Ran into Will Lambert over at the Grounds for Divorce. He said he thought he might see me there and had something he wanted to show me. Thought I’d get a kick out of it.
He said he found it amongst a bunch of old letters and yearbooks he found in his granddad’s attic while cleaning the place out. Apparently his grandfather had written a letter home back to his folks in Fort Stockton after having moved to Detroit and gotten a job at GM’s Styling Studio right after the war. It was yellowed, but completely legible. The words were block-printed rather than written in cursive, the mark of a real draftsman. It read:
10/4/1945
Dear Mom and Pops,
The work here is crazy. The Top Dog is Mr. Earl, and quite a dandy he is. Comes to work every day dressed like he’s in Hollywood rather than Detroit. Kind of a grandstander – but he has the clout to back it up.
He says the cars we’re working on are going to change the whole industry. He took us all out to the airfield last week and had us look at the new Lockheed P-38 Lightning. Three fuselages and tall vertical wings at the tail. Looks like the future! He said he wants the new Cadillacs to look like an automotive version of that plane.
Hot diggity dog! I don’t know how we’re going to pull it off, but the first sketches are the craziest things you’ve ever seen. I guess Mr. Earl could see the big smile on my mug when he walked by my drafting table because he kind of busted my chops and told me to get back to work.
I drew a cockeyed version of a backend that had the taillights perched on top of vertical fenders, like the wings of the P-38, just being kind of funny. Mr. Earl saw it and nearly flipped his wig. He loved it!
I got into a bit of a rhubarb with Jimmy, the draftsman at the table next to me, over who came up with it first. I had to tell him to keep his peepers on his own work.
If they go through with it, this new Cadillac is going to be the craziest new design you can imagine.

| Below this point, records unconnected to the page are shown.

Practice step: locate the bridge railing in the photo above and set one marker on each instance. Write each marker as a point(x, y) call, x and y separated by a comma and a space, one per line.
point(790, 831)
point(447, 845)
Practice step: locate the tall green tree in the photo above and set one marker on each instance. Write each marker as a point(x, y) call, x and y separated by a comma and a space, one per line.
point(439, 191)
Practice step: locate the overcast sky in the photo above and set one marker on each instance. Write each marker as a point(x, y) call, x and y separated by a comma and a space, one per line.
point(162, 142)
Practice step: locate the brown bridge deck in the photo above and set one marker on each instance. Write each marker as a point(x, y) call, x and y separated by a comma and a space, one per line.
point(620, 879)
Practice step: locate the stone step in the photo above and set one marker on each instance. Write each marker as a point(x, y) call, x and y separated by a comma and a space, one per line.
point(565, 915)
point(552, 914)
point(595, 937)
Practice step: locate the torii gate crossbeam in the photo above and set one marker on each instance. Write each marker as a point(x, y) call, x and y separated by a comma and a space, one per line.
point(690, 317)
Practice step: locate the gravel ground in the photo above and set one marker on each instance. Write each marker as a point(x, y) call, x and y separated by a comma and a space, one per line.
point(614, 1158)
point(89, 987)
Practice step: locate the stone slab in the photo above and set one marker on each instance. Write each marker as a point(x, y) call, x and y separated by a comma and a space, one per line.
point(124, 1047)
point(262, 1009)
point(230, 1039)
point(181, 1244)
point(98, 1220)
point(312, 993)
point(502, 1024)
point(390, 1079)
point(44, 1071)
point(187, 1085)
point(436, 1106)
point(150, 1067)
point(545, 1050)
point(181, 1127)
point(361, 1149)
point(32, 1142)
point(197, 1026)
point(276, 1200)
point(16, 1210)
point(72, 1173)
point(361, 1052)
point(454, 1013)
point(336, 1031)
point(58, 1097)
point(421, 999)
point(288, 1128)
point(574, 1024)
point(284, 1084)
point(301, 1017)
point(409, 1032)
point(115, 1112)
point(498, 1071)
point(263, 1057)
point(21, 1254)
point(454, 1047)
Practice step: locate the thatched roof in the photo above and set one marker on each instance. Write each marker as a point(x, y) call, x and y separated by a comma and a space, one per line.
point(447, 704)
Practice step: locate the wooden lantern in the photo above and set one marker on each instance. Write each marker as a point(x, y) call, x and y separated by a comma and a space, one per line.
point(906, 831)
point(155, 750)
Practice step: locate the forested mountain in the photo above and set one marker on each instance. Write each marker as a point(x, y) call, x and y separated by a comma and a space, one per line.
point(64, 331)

When some of the brass came down to the studio to see what we were working on, it really raised some eyebrows. Mr. Earl said, “I’ll put smokestacks right in the middle of the sons-a-bitches if I thought it would sell more cars!” (Sorry for the salty language, Mom, that Mr. Earl is a character.) Later he told me the taillight idea was a brainchild and I could expect some extra clams in my next paycheck.
Hope he wasn’t just whistling Dixie! Bad part is, I don’t know how we’d ever top it.
I’ve got another date tonight with Eileen. Turns out she’s a ducky shin cracker on the dance floor. Might be one I’d consider bringing back to Fort Stockton for Christmas.
Give everyone my best over at The Rusty Hammer Hardware Store,
Art Lambert
I offered to buy the letter from Will, but he said he was going to frame it and put it right next to a diecast of a ’49 Cadillac on his mantel.
I think it’d look better next to the real thing.









7 responses to “THE EARL OF THE TAIL FIN”
When I see Mr. Earl, all I can think about is the Corvette
Interesting. When did you pick up your Caddy, or have you had it for a while?
I’m ALL Fairlane 500 ALL the time. That is the sole car in my “collection”. A Caddy would be way beyond both my grasp and my reach.
They often call me “SPEEDO”,
but my real name is MR. EARL !
a ducky shin cracker on the dance floor. Could he have been disguising his talking about the horizonal bop?
Anything’s possible. It was a more subtle time back then.